Petrol bombs thrown at police at peak of Belfast's marching season
Fresh rioting erupted last night with violent clashes between nationalist youths and police at the traditional flashpoint area of Ardoyne in north Belfast.
Police fired plastic bullet rounds and deployed water cannon against rioters who pelted them with petrol bombs, bricks, bottles, fireworks and stones. A number of officers were injured.
Minor disturbances also took place in a number of other locations, both loyalist and republican, with vehicles hijacked and set on fire. In Londonderry a 14-year-old was arrested on suspicion of rioting.
The Ardoyne trouble broke out after an Orange march passed close to the Catholic area, where republican dissidents were determined to register their opposition.
On previous nights 22 police officers were injured as both loyalist and republican mobs used petrol-bombs and other missiles against them, though none of them was seriously hurt.
Police were stretched by the fact that disorder broke out in more than half a dozen separate locations in and around Belfast. Sixty new armoured Land Rovers were instantly brought into service, plastic bullets were fired and water cannon deployed.
In recent weeks rioters have driven hijacked vehicles, sometimes on fire, towards police lines.
Few arrests have been made, since the police approach is usually to hold rioters at bay. Instead of using "snatch-squad" tactics, which carry the risk of inflaming trouble, police generally prefer to bring charges at a later date, often relying on closed-circuit TV evidence.
In recent times rioters have however increasingly worn woollen balaclavas to avoid identification.
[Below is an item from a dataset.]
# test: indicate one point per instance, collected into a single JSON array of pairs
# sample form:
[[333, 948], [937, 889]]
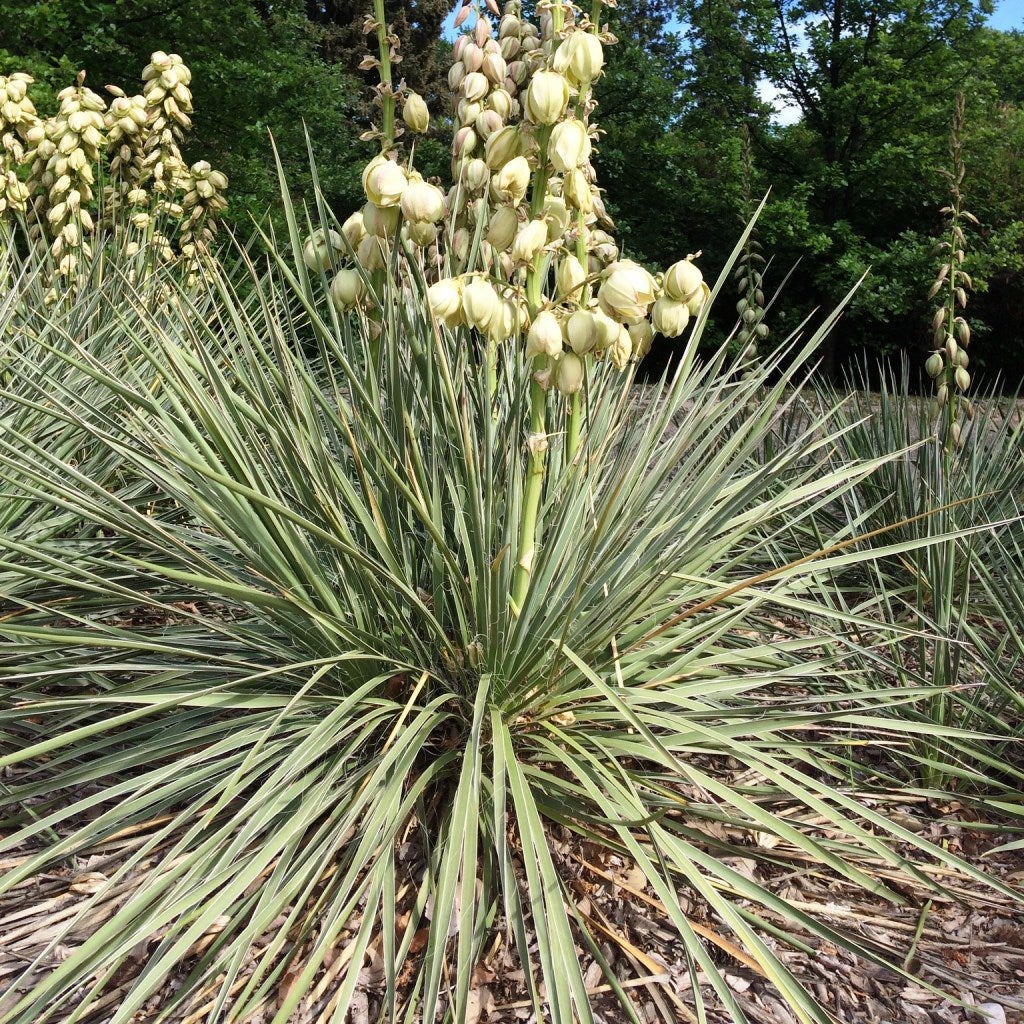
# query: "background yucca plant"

Dissident republican groups who indulge in full-scale terrorism send their members to flashpoints where they encourage local youths, who are often involved in petty crime, to take on the police.
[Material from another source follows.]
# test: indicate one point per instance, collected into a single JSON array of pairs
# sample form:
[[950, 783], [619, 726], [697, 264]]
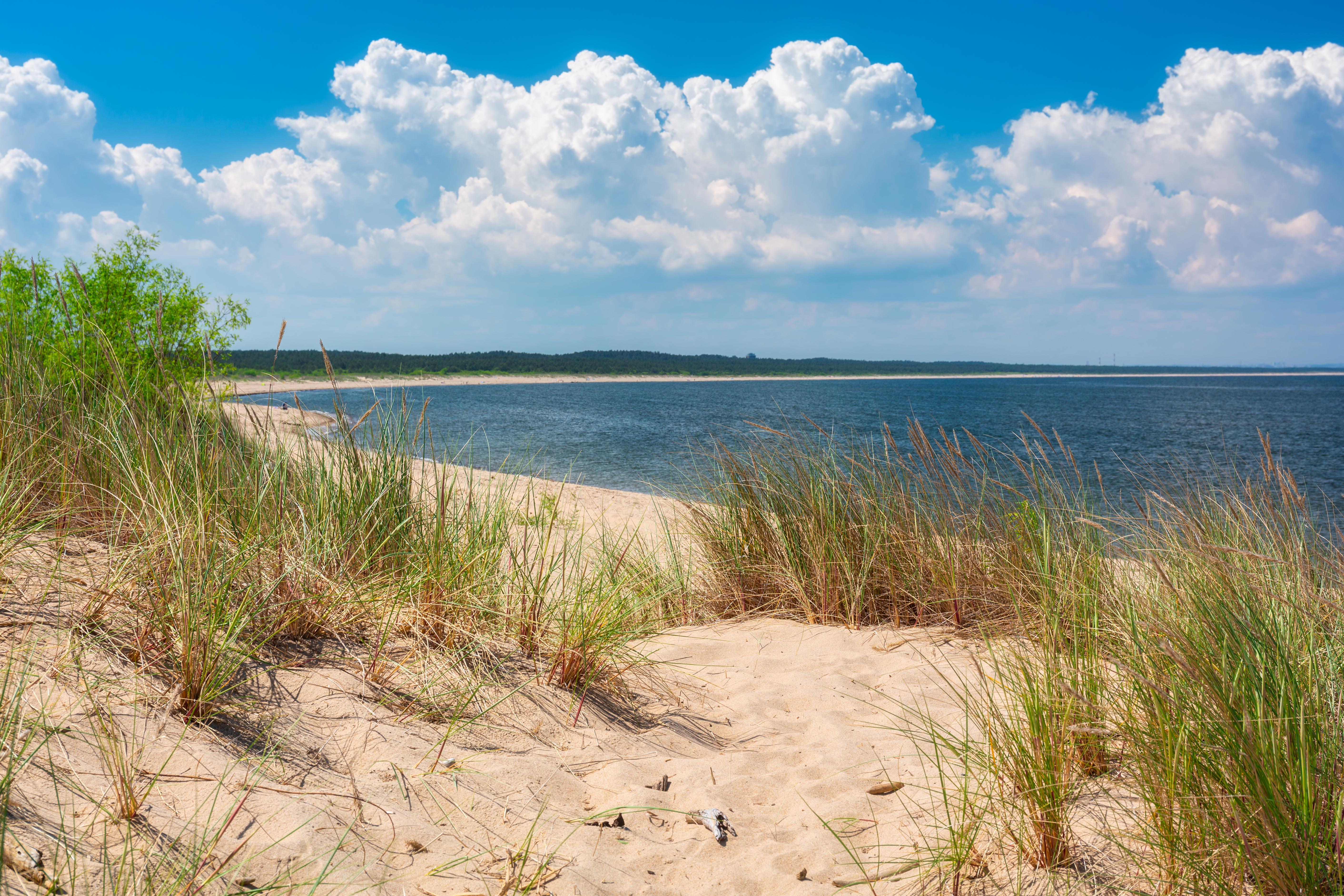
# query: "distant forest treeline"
[[308, 362]]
Sinn Fein in west Belfast said yesterday that a local riot had been caused by "anti-social elements" coming together at one spot, saying: "There was clearly no rationale for gathering other than the purpose of having a riot.
"People came from other parts of Belfast, who would be known as anti-social elements, who had taken a lot of drink and were attacking the police.
"Those behind it are not welcome here. When it is all done the local community are left to pick up the pieces."
On the loyalist side rioting which took place in a number of normally peaceful locations north of Belfast was sparked when police moved in to remove a number of paramilitary flags.
While the police bore the brunt of the widespread violence other emergency services also came under attack. In west Belfast the windscreen of a fire engine was smashed by youths throwing bricks and bottles, while an ambulance crew was attacked after responding to a hoax call.
A fire service spokesman said: "We had over 200 incidents last night. It was very busy and challenging – we were dealing with a call every 75 seconds at one stage."